So you can add each light individually and recreate what they look like when they’re all on. But what if you’ve got light pollution? Originally I did this with a closed bathroom door and a towel along the door seam. What if you’ve got a bathroom window, or an open door?
I took a starting shot with no lights on, but WITH hallway pollution. Then, one shot per six light sources (3 bulbs, a bedlamp, my cell phone flashlight, and another flashlight). Each of those shots also had the light pollution.
But hey! Light pollution + a light source is still linear addition. So with that light pollution establishing shot, you can use linear subtraction.

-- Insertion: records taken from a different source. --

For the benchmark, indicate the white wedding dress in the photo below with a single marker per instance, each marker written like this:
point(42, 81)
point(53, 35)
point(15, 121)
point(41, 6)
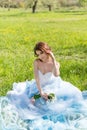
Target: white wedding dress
point(67, 111)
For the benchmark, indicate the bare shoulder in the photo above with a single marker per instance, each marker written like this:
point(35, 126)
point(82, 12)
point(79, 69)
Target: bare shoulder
point(36, 62)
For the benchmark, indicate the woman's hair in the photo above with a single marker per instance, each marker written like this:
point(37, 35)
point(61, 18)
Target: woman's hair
point(41, 46)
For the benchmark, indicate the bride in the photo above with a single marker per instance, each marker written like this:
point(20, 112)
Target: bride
point(21, 110)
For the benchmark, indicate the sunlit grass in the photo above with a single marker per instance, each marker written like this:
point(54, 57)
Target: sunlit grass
point(65, 32)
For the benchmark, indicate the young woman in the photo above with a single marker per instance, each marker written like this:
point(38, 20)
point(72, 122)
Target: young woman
point(28, 105)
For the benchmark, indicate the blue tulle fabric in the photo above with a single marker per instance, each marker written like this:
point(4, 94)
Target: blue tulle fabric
point(67, 111)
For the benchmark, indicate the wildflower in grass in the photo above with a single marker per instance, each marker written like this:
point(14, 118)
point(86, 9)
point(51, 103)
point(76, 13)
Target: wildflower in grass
point(26, 39)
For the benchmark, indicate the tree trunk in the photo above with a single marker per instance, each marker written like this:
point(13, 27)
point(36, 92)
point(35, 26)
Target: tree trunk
point(34, 6)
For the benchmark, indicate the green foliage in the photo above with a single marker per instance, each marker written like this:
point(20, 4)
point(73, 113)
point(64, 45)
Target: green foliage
point(65, 32)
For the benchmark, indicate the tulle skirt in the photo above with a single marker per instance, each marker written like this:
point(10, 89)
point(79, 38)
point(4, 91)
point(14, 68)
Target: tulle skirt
point(68, 110)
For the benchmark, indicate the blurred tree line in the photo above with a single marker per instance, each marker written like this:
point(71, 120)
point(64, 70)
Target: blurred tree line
point(36, 4)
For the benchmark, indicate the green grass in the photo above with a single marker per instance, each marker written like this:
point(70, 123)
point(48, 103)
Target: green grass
point(65, 32)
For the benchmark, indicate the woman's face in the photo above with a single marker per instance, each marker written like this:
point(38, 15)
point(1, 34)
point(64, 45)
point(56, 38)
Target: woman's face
point(42, 55)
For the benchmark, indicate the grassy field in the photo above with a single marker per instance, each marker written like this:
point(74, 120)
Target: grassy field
point(65, 32)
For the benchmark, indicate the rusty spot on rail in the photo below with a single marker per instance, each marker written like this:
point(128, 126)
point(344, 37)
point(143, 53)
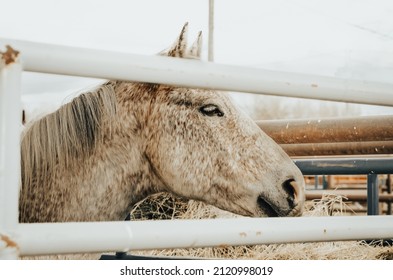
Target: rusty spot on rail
point(10, 55)
point(9, 243)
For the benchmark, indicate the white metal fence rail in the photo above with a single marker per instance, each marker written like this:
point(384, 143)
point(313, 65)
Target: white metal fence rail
point(30, 239)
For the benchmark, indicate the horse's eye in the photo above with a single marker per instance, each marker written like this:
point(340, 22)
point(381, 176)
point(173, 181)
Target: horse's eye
point(211, 110)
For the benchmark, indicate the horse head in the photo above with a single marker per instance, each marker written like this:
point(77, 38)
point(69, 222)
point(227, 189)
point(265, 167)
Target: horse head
point(200, 146)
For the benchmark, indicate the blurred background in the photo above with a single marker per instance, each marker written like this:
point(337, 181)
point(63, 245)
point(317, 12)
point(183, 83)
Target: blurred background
point(340, 38)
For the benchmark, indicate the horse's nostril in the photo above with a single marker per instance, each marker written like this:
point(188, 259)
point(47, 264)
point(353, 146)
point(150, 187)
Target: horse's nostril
point(290, 187)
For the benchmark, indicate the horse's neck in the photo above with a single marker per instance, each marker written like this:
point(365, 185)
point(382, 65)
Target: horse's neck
point(103, 186)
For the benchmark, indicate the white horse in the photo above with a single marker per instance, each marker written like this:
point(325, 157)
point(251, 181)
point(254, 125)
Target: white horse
point(98, 155)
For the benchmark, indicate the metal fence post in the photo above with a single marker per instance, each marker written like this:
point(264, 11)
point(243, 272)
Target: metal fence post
point(372, 194)
point(10, 128)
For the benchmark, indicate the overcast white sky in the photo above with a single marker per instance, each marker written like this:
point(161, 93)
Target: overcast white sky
point(342, 38)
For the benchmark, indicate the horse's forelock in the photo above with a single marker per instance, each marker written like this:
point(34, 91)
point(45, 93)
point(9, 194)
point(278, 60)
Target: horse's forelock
point(180, 46)
point(70, 132)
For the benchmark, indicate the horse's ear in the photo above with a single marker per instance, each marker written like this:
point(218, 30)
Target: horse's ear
point(196, 48)
point(179, 47)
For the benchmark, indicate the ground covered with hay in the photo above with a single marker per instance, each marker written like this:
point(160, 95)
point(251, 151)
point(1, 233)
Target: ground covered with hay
point(166, 206)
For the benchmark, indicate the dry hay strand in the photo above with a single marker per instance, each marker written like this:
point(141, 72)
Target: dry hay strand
point(166, 206)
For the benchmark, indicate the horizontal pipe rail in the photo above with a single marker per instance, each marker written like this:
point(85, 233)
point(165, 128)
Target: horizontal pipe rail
point(355, 195)
point(345, 166)
point(340, 148)
point(56, 59)
point(62, 238)
point(330, 130)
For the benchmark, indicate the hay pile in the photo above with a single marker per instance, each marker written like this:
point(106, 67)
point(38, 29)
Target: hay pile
point(165, 206)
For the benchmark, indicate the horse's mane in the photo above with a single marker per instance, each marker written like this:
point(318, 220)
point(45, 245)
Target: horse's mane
point(69, 133)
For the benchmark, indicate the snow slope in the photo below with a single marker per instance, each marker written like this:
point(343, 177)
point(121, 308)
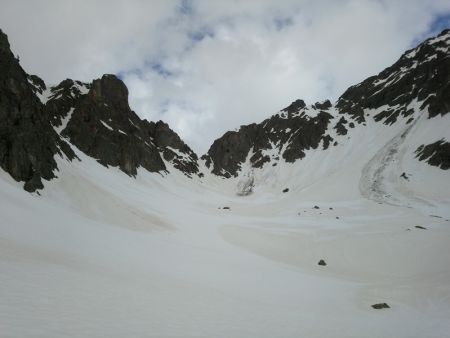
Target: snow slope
point(100, 254)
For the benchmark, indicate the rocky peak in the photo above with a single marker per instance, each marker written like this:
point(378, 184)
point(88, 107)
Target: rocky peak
point(286, 134)
point(420, 74)
point(109, 89)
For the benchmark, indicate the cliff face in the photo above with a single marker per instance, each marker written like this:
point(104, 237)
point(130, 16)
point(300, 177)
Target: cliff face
point(421, 75)
point(28, 142)
point(40, 122)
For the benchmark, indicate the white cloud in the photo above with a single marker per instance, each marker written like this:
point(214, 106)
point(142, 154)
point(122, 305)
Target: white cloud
point(208, 66)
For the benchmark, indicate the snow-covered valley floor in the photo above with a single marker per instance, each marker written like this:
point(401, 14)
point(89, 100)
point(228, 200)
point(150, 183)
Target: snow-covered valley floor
point(100, 254)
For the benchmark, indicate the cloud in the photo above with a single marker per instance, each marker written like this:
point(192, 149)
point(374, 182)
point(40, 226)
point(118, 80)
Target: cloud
point(209, 66)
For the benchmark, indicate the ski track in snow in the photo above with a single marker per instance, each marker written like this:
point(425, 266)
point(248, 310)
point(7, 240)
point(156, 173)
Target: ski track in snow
point(100, 254)
point(380, 175)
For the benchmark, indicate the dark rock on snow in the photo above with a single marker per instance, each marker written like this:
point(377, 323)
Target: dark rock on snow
point(436, 154)
point(28, 142)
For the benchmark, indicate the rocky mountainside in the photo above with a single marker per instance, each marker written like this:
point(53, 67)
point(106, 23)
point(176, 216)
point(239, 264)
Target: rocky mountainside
point(28, 142)
point(421, 75)
point(39, 122)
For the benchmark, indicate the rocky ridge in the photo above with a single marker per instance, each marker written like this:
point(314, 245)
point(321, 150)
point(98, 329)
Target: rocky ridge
point(420, 75)
point(39, 122)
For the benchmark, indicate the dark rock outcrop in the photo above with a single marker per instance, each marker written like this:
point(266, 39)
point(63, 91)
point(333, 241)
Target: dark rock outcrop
point(28, 142)
point(436, 154)
point(104, 127)
point(293, 126)
point(421, 73)
point(101, 124)
point(64, 97)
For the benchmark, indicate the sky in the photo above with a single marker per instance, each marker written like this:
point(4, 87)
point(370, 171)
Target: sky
point(206, 66)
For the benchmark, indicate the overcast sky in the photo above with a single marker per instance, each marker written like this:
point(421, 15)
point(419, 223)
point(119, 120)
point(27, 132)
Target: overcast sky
point(208, 66)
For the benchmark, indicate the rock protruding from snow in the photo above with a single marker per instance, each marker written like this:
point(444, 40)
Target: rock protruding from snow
point(28, 142)
point(287, 134)
point(436, 154)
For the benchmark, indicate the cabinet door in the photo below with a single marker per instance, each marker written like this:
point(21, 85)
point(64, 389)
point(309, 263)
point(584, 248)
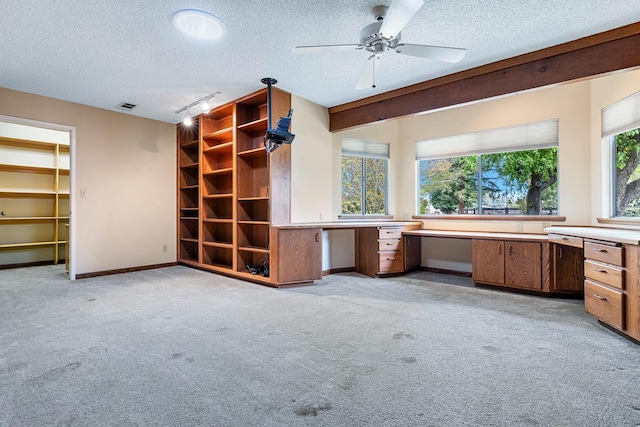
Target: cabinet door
point(523, 268)
point(299, 255)
point(488, 261)
point(568, 268)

First I add a layer to the hallLights. Then I subtract a duplicate of the hallLights layer. Then add another layer, and subtract again. Add subtract add subtract. The final result is identical to the photo where all 6 lights were on! (7 lights, if you count the light pollution.)
What’s cool about light is that, in linear space, it literally just adds together. I’ve known this in 3D for a while, but it’s quite different to try it out in the real world. Here’s two pics from my bathroom. The first: with 3 light bulbs on, plus my cell phone light and a flash light. The second: each of those lights shot individually, and all the photos set to linear dodge in Photoshop. Except for tiny errors (camera wiggle, me getting in the shot) they produce identical images.